Tomas Alfredson’s immaculate John le Carré adaptation, Tinker Tailor Soldier Spy, may be the unsung masterpiece of the 2010s. After garnering a few nominations on the awards circuit and lately making a handful of best-of-the-decade lists (including FilmFisher’s), it seems destined to pass unseen from the public consciousness. This lack of fanfare is sad, though unsurprising, and perhaps appropriate. With its nigh-impenetrable labyrinth of a plot and its mood of studied stillness, the film is as undemonstrative as the lonely, broken souls who inhabit its bleak Cold War world, yet it grows more engrossing with each viewing. Its obstinate refusal to hold viewers’ hands is an invitation to watch closely, keenly, patiently, poring over each oblique frame for hidden meaning like George Smiley (Gary Oldman), the rare movie hero who watches far more than he acts or speaks. Early in the film, Smiley – forced out of the British secret service and into a solitary retirement – is fitted for a pair of new glasses, which come to represent the detached perspective that allows him to peer into the Circus from outside, in search of a Russian mole. The scene at the optometrist’s office clues us into the central role that sight will play in the drama of the film, for Smiley’s glasses both aid and isolate him. “You’re rather well placed to look into the matter,” a civil servant tells him. “Outside the family, as it were.” The more removed Smiley is, the more he can see. As ill-fated Jim Prideaux (Mark Strong) puts it, loners are always the best watchers.

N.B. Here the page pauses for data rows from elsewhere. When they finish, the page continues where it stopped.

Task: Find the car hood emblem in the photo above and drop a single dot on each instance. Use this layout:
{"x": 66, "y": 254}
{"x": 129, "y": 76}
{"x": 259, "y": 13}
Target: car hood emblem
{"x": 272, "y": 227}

Underneath all of the methodical, intricate spycraft, the film turns out to be nothing more or less than a tangle of tragic love stories, and intense quietude finally gives way to bombastic pathos with a closing montage set to “La Mer,” Julio Iglesias’ French rendition of “Beyond the Sea” –which is, of course, a love song. This montage is Tinker Tailor Soldier Spy’s world in microcosm. By looking closely at it, one can see the entire mosaic of the film falling into place.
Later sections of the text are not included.